I know of one really nice original that traded at about $12k a couple of fairly complete but condition 5/6 at around $8000-8500, one rough pretty complete but needing resto at about $5500, the Copake bike last year $12k?, and didn't Strucel have one for sale a year or so ago for $12K? These were all '35-7 BBs. The bottom line is enough of these trade hands to establish the market. Personally this is one of those bikes I'm not touching unless its complete. This bike is on my near term hit list just need to clear some other financial obligations and find someone willing to work with me.

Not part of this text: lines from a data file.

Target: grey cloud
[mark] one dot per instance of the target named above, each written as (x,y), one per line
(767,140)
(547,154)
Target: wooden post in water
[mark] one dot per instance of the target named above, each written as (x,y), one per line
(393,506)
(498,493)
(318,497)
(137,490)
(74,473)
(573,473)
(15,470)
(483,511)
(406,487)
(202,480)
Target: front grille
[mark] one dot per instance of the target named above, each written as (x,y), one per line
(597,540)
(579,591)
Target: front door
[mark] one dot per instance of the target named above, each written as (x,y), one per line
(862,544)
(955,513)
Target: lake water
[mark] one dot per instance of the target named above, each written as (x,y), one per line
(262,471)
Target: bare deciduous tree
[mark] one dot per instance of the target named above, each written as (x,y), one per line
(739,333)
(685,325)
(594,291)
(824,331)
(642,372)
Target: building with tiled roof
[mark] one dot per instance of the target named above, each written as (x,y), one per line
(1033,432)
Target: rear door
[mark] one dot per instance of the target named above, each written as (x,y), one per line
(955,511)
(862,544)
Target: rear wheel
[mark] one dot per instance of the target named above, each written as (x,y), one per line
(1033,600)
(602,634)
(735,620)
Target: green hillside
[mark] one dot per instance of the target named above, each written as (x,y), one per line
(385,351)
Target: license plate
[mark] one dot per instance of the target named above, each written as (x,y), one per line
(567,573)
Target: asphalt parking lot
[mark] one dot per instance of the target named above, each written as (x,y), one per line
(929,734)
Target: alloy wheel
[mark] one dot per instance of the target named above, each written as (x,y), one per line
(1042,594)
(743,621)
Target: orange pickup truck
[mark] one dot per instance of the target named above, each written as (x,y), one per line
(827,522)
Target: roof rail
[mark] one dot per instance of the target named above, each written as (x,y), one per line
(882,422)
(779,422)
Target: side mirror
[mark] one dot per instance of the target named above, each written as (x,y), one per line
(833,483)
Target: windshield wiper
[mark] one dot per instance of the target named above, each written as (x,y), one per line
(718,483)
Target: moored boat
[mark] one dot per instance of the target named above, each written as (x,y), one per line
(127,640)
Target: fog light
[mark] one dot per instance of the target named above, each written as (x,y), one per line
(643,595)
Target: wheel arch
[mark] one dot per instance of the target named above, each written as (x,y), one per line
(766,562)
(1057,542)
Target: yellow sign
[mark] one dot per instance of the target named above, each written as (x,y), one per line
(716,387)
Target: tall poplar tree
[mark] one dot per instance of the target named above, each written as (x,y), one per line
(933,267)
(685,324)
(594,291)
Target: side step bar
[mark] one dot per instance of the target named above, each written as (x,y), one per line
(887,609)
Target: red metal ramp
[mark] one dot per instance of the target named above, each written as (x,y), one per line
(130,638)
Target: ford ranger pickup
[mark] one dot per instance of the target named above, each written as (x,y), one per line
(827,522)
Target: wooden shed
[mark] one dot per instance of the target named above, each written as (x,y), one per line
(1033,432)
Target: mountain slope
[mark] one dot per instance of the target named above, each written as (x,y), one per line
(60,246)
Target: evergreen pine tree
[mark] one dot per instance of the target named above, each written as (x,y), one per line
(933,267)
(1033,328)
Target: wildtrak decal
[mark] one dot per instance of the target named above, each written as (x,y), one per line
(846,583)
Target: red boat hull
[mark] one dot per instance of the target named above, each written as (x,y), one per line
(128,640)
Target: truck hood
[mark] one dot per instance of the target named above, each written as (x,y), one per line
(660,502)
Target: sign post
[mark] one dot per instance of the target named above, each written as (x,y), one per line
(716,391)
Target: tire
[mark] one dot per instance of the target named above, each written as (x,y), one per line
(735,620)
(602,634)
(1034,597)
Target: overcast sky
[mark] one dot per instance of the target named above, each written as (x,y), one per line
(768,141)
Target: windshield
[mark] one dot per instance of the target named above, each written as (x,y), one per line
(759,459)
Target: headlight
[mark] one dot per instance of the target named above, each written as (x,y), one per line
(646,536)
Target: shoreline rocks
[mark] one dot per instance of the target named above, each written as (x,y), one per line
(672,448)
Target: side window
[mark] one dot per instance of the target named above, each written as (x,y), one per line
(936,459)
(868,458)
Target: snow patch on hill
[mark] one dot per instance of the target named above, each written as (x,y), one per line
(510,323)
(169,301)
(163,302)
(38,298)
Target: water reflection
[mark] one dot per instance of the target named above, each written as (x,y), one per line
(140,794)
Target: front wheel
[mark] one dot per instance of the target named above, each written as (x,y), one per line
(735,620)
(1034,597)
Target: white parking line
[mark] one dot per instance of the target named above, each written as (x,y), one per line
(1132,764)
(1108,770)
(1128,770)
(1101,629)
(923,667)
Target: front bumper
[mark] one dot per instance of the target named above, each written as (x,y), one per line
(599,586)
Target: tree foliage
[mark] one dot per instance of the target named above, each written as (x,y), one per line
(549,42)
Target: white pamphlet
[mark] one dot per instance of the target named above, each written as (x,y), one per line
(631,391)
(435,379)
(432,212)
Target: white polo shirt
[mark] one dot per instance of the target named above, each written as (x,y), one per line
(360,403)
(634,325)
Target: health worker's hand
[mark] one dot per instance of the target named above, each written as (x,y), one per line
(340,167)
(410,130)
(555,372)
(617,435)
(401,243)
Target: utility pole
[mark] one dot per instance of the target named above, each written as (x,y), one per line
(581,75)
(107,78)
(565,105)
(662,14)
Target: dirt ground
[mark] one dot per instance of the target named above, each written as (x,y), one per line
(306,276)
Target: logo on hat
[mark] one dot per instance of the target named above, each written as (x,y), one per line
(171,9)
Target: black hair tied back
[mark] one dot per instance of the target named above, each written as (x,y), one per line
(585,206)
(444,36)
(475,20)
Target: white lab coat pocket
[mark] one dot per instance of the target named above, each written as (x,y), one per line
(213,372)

V/r Shawn


----------



## prewarbikes4sale (Apr 7, 2014)

*Bluebird*

The Copake Bluebird sold for 15.400. Strucels bike was offered at 14000.00


----------



## scrubbinrims (Apr 7, 2014)

Bluebirds fluctuate in value based on condition, completeness, and who/where the players are as anything else...just that the ceiling is much higher than other prewar balloon tires and they are most commonly found missing model specific parts swinging price much greater than if they were shared among models and of more common examples.
Did anyone capture a photo of this bike they can post, I didn't see it?
Chris


----------



## Bri-In-RI (Apr 7, 2014)

Here is a pic of it from Double Nickle's American Vintage Bicycle Supply FB page-


----------



## Freqman1 (Apr 7, 2014)

prewarbikes4sale said:


> The Copake Bluebird sold for 15.400. Strucels bike was offered at 14000.00




Thanks Mike--I couldn't remember exactly what the Copake bike sold for or Strucel was asking. Did the Strucel bike sell? I think Gary M. got about $15k for his but that was an exceptional resto in my book. V/r Shawn


----------



## prewarbikes4sale (Apr 7, 2014)

*BB*

I  bought the Strucel Bike. The restoration is exceptional. I agree Gary M. Bike was Super Nice! and worth every Dime. Mike


----------